While it is difficult to quantify the relative contribution of each factor, it was the combination, all at once, that caused the bond market to seize up in ways that, according to one analyst, hadn’t been seen in forty years. Fortunately, the Federal Reserve, using its ability to effectively print money, has since stepped in, and that has led to a significant, though not complete, recovery in most areas of the bond market.
What can we learn from this?
I see three useful lessons from episode:
There’s nothing wrong with a belt and suspenders. I often talk about the danger of Recency Bias, which is the natural tendency to extrapolate from recent events. It is dangerous because, until this year, the stock market had gone up nearly every year for eleven years. The result was that many people got lulled into a false sense of security. This year’s market turmoil, though, is a good reminder that it’s okay to build a little paranoia into your portfolio. That might take the form of cash or a money market fund, or maybe short-term U.S. Treasury bills. There is no science to this, except to be cognizant that risks exist in categories that we may not even be aware of.
Remain diversified even when it feels unprofitable. Another truism about investing is that every crisis teaches us something new—usually the hard way. In this case, it was that unique combination of four factors—two old and two new—that caused the bond market to come unglued. Next time, it will be something else. All of this is a reminder that our only and best protection is broad diversification. One investor asked this week whether he should move his entire portfolio into U.S. Treasurys, since those are what have held up best this year. It was a good instinct. After all, in finance textbooks they characterize U.S. government bonds as a “riskless” asset. But my response was that nothing is guaranteed—not even Treasury bonds. In fact, you may recall the government shutdown in 2011 that caused U.S. government debt to be downgraded. Do I still feel very comfortable with Treasury bonds? Yes, absolutely. And it has certainly been the star this time around, but that may not always be the case.

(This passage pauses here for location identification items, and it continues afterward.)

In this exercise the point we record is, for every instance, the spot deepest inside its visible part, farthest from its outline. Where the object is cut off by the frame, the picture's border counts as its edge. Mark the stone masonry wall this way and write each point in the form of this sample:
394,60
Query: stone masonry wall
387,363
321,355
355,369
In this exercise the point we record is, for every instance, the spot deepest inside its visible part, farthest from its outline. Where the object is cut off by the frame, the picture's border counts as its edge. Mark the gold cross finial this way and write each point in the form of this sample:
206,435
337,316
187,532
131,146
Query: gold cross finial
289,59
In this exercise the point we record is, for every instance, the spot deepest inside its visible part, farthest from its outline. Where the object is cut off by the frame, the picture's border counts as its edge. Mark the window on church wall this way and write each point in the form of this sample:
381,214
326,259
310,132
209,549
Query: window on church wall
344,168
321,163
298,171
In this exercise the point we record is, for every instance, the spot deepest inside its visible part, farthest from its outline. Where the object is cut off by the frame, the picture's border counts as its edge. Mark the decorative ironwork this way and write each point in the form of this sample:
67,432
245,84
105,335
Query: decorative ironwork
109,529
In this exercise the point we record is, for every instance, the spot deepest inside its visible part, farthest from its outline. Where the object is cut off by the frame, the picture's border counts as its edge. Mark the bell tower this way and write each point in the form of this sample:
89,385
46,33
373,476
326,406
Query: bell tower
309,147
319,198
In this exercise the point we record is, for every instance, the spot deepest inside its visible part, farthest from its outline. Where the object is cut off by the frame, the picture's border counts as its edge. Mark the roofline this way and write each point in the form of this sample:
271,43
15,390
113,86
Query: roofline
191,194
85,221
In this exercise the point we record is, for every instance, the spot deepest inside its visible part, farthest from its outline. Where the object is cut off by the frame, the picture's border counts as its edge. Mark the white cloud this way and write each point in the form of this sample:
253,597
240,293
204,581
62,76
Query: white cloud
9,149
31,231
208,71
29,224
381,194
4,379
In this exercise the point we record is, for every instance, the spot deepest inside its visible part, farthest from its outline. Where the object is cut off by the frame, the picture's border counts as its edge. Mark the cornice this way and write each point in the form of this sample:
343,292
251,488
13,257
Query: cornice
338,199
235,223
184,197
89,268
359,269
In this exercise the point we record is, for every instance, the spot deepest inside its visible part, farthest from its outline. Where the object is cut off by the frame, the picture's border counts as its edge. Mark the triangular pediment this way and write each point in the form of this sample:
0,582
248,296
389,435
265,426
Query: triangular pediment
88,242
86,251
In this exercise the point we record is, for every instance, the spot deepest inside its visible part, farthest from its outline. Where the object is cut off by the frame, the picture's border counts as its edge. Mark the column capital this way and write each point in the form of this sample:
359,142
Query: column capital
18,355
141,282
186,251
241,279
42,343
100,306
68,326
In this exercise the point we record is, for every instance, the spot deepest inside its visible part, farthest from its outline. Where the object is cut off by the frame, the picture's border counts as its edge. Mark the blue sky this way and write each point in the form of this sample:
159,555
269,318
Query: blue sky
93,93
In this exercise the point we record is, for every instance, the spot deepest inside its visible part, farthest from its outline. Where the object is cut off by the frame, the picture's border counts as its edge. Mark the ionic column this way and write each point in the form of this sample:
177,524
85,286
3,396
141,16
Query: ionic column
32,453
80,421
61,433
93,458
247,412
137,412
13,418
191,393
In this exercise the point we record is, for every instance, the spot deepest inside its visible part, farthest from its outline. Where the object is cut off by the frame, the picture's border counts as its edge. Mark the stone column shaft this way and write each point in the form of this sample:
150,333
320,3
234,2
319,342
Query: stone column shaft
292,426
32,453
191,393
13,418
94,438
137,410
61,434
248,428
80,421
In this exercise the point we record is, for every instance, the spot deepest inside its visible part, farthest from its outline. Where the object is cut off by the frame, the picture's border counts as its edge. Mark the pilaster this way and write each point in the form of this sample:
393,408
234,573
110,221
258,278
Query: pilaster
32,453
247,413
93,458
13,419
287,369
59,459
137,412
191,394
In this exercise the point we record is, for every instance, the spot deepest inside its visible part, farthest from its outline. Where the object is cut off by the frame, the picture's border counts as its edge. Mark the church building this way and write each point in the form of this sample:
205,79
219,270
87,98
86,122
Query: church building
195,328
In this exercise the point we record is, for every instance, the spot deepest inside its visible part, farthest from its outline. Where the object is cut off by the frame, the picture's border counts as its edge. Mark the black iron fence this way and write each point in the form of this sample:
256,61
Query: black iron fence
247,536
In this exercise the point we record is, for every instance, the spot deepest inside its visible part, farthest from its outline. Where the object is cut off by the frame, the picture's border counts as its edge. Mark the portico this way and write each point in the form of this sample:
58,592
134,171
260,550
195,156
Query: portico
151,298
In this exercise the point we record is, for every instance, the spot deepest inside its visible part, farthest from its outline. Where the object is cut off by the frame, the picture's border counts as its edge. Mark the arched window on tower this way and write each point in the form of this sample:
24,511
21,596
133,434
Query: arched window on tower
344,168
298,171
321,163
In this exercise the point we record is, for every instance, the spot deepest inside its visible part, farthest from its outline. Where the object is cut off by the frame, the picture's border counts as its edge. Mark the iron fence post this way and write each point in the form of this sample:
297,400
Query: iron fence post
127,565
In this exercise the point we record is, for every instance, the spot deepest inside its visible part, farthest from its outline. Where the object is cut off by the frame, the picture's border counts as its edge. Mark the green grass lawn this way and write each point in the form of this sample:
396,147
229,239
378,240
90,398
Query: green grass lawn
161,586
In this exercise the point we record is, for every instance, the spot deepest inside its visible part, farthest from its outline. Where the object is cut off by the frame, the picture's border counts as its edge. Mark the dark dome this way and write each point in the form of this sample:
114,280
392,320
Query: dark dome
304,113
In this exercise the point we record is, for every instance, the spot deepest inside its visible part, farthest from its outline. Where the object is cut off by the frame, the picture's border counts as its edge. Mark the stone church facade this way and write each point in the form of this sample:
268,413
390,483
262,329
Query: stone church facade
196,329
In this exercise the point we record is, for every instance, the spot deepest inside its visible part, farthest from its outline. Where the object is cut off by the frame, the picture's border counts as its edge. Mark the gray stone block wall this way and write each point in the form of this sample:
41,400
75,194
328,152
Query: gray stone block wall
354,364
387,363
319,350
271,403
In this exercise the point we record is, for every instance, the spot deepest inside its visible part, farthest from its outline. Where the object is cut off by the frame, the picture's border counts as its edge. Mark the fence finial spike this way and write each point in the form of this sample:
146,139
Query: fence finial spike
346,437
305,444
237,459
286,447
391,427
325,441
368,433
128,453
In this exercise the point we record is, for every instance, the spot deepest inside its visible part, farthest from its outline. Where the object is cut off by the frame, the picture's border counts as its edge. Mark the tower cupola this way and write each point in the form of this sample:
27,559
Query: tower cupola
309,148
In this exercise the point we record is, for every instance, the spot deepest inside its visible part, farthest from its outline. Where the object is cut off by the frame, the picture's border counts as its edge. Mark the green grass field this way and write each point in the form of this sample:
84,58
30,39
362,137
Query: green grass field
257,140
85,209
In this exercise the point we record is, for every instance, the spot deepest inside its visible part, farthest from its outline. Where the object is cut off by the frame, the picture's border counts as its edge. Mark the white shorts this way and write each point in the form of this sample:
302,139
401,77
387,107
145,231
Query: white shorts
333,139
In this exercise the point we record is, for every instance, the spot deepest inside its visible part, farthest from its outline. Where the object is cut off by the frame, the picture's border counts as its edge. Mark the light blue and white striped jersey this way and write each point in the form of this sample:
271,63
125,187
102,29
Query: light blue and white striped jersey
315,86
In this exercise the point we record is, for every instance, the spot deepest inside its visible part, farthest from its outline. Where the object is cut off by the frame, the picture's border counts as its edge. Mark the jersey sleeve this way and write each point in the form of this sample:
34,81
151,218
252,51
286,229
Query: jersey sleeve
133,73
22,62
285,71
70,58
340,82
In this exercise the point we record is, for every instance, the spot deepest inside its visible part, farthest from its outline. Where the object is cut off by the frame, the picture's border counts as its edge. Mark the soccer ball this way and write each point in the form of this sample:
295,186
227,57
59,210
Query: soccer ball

Measure twice, cut once. If there is one company that suddenly everyone knows, it is Zoom, the videoconferencing company. It’s a great product, and the stock (ticker symbol ZM) has enjoyed strong gains this year—up 123%. But there’s another Zoom that has done even better. It’s an obscure Chinese company with no revenue that happens to be listed on the U.S. market, and with a much better ticker symbol: ZOOM. As a result of their confusingly-similar names, this other Zoom’s stock, which in the past typically traded for about a penny a share, has shot up nearly 900% this year. The lesson: If you’re making changes to your portfolio in this environment, go slow and be careful of making decisions under stress.